I would also say that moving to the US was the time when Kaggle switched from being a side-project that I thought could be a nice lifestyle business to something that I really thought had the chance to change the way that data science machine learning gets done.
You were there on the cusp of an important developing industry. How big is business analytics and predictive modelling today as an industry?
The market for predictive analytics, business modelling and machine learning is $41 billion market. But what's hidden inside that number is - and it's growing at I think around eight per cent per year. It's a big market, it's growing fast. But the really exciting thing that's happening in the market at the moment is there are some major shifts which leave open a big business opportunity.

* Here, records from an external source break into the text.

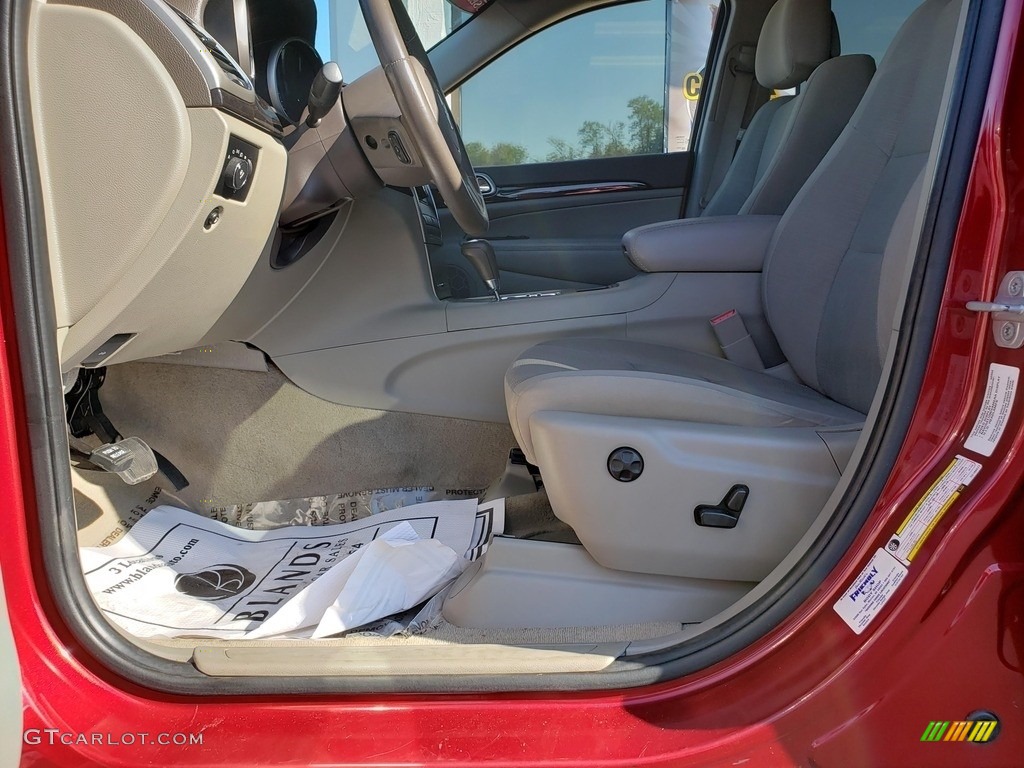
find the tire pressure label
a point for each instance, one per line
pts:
(926, 514)
(870, 591)
(995, 408)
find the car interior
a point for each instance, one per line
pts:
(291, 283)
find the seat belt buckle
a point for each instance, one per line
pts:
(130, 459)
(737, 346)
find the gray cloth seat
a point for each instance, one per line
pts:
(830, 279)
(790, 135)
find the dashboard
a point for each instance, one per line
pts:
(162, 168)
(273, 43)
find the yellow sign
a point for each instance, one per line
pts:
(691, 86)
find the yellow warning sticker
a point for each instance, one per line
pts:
(910, 536)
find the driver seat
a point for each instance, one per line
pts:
(698, 426)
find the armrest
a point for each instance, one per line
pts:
(713, 244)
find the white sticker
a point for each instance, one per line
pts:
(927, 513)
(995, 409)
(870, 591)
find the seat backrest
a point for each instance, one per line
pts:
(839, 256)
(790, 135)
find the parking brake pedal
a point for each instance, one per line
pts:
(130, 459)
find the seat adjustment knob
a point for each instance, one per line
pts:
(625, 464)
(725, 514)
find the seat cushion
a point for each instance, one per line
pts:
(624, 378)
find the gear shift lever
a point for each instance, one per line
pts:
(324, 93)
(480, 254)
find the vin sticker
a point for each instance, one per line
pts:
(995, 407)
(870, 591)
(926, 514)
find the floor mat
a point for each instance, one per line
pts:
(241, 435)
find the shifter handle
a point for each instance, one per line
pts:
(480, 254)
(324, 92)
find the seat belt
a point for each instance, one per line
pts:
(736, 116)
(131, 459)
(735, 340)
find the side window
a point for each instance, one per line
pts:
(619, 80)
(868, 26)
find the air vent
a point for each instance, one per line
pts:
(223, 59)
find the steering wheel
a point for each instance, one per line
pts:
(425, 111)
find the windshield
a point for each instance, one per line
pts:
(342, 35)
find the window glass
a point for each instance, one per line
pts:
(342, 35)
(619, 80)
(868, 26)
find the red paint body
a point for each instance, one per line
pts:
(950, 641)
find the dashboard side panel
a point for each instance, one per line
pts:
(129, 174)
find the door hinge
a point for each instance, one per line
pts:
(1007, 311)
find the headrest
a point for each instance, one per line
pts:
(797, 37)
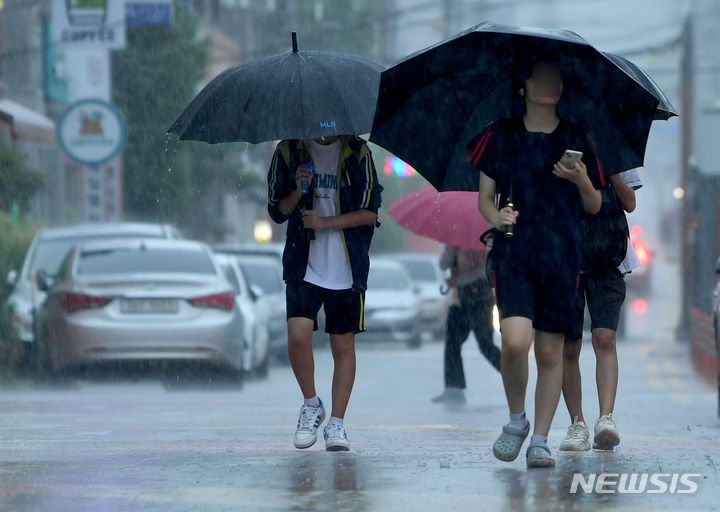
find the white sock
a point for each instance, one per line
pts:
(538, 439)
(313, 402)
(518, 421)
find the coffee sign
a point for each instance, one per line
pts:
(91, 131)
(89, 23)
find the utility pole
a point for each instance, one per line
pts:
(687, 233)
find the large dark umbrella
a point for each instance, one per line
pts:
(432, 103)
(297, 95)
(665, 109)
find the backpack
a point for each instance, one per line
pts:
(604, 236)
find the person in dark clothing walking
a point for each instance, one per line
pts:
(325, 263)
(471, 311)
(536, 268)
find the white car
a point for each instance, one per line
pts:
(392, 306)
(256, 318)
(141, 300)
(46, 253)
(429, 280)
(264, 272)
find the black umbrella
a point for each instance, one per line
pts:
(432, 103)
(297, 95)
(665, 109)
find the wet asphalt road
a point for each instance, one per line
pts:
(121, 445)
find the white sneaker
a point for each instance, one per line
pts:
(606, 434)
(309, 421)
(577, 438)
(450, 396)
(335, 438)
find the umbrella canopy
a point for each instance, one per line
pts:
(665, 110)
(297, 95)
(447, 217)
(432, 103)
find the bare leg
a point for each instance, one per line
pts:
(549, 358)
(572, 384)
(343, 350)
(604, 343)
(516, 341)
(300, 351)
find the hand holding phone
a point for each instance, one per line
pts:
(570, 158)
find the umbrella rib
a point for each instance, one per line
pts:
(265, 91)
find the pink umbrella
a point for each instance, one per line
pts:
(448, 217)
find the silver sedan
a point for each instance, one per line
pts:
(138, 300)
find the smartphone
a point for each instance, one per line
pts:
(570, 158)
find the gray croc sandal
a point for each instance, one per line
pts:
(538, 456)
(507, 446)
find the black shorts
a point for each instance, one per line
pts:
(605, 293)
(548, 300)
(344, 309)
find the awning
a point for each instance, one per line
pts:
(26, 124)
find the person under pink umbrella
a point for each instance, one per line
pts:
(444, 217)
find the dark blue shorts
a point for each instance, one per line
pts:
(604, 292)
(548, 300)
(344, 309)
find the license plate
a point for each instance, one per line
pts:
(149, 306)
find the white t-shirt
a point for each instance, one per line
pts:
(631, 261)
(328, 265)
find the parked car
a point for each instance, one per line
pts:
(272, 250)
(46, 253)
(262, 272)
(141, 300)
(429, 279)
(255, 314)
(392, 307)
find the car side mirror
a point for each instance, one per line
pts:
(44, 282)
(256, 291)
(12, 278)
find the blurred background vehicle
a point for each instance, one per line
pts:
(255, 314)
(428, 279)
(639, 280)
(46, 253)
(392, 306)
(141, 300)
(262, 272)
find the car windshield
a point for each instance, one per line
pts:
(124, 261)
(384, 278)
(49, 254)
(266, 277)
(421, 270)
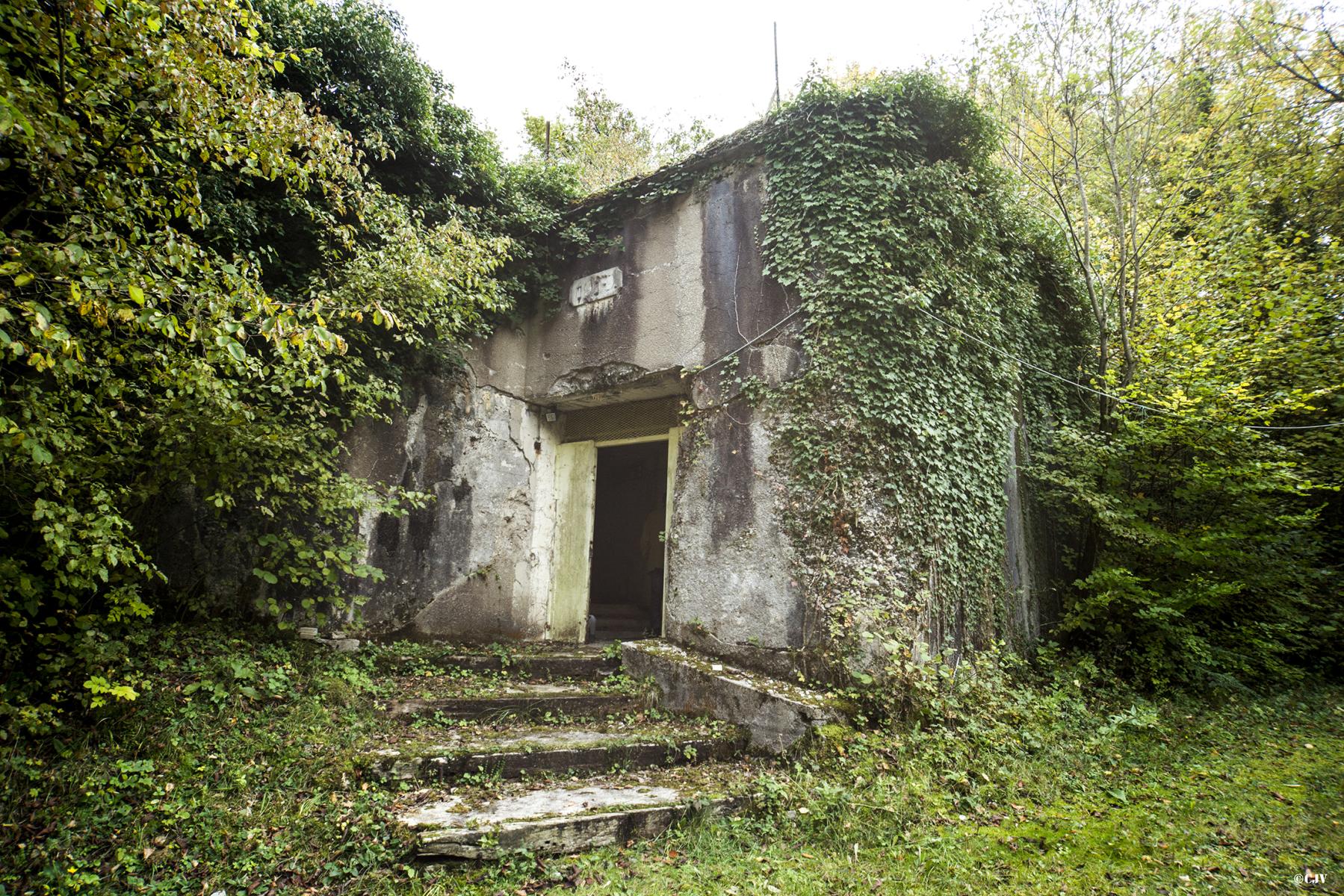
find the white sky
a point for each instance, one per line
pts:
(669, 60)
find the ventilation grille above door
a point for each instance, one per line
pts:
(627, 421)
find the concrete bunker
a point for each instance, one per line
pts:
(545, 449)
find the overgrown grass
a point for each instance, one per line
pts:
(240, 771)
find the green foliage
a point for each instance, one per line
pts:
(1006, 781)
(238, 763)
(203, 287)
(893, 227)
(602, 143)
(1204, 211)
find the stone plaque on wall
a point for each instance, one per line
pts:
(595, 287)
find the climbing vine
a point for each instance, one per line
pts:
(901, 238)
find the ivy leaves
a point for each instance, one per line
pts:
(883, 202)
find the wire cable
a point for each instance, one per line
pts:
(1116, 398)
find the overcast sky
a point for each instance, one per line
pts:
(681, 60)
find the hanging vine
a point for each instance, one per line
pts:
(896, 230)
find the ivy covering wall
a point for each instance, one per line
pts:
(923, 282)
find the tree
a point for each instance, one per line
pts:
(141, 355)
(1186, 171)
(602, 143)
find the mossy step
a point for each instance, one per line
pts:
(524, 702)
(548, 818)
(531, 751)
(572, 662)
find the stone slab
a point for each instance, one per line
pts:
(572, 751)
(560, 820)
(533, 704)
(588, 667)
(775, 714)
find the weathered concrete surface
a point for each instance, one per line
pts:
(561, 820)
(523, 702)
(563, 751)
(730, 591)
(462, 564)
(775, 715)
(581, 665)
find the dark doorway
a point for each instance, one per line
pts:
(625, 590)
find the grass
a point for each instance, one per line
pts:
(1046, 785)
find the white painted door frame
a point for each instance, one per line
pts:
(575, 499)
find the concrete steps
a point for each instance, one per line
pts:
(521, 751)
(572, 817)
(577, 662)
(524, 700)
(554, 758)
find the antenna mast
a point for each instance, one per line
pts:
(777, 66)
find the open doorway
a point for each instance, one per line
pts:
(629, 512)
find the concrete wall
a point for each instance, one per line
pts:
(464, 564)
(476, 563)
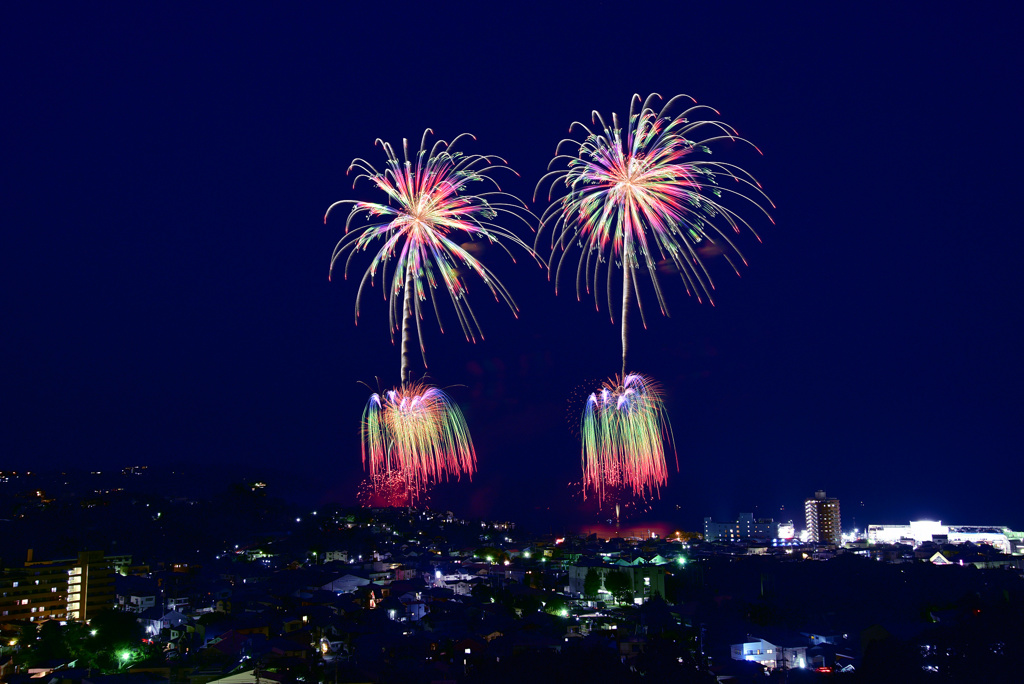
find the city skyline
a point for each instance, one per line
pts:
(167, 265)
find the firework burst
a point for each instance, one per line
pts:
(637, 197)
(389, 489)
(416, 433)
(625, 431)
(430, 202)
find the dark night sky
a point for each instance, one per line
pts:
(165, 171)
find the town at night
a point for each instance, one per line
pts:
(410, 342)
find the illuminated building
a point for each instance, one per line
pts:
(920, 531)
(768, 654)
(745, 528)
(646, 580)
(823, 525)
(67, 590)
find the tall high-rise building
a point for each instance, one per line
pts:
(73, 589)
(822, 519)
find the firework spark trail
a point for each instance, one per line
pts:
(636, 197)
(415, 429)
(419, 432)
(429, 202)
(625, 430)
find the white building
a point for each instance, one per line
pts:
(920, 531)
(768, 654)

So, it used to be that compute was mostly done on premise and you used companies like Oracle and Teradata and companies like that to do a lot of your business analytics. There's a big shift towards the cloud. It used to be that you used predictive modelling statistical techniques for a lot of this work, so things like literacy regression, linear regression, even just basic pivot tables and things like that.
Now, with a set of new techniques, mission learning techniques, particularly gradient boosting machines and more recently deep neural networks, there's a fabulous set of things you can do now that you couldn’t do five, 10 years ago.
So, the power of these techniques is much greater than it was. So, there's also a business opportunity because a lot of the legacy players that I mentioned earlier are not really the world's best at these new techniques. Companies like Kaggle and our parent company Google and others like Amazon and Microsoft are far, far, far, far stronger in these new techniques. So, we're aggressively grabbing market share. Not just that the market is growing but the major players in this market are also changing.
You certainly have some remarkable talent. You mentioned the data competitions. One of the famous ones for NASA, your data scientists solved a problem in a week and a half that NASA had been looking at for a decade. Does this give us some sense of the power of open source data?
Our competitions are a very efficient way to get people who are very strong with machine learning and data in contact with problems that they might not have otherwise known about but they have the ability to solve. NASA was taking a dataset of galactical images and they were trying to measure the ellipticity of galaxies very precisely. If you can measure the ellipticity of galaxies very precisely, you can use that to basically infer the dark matter distribution of the universe. It was quite a challenging problem, a problem they cared a lot about.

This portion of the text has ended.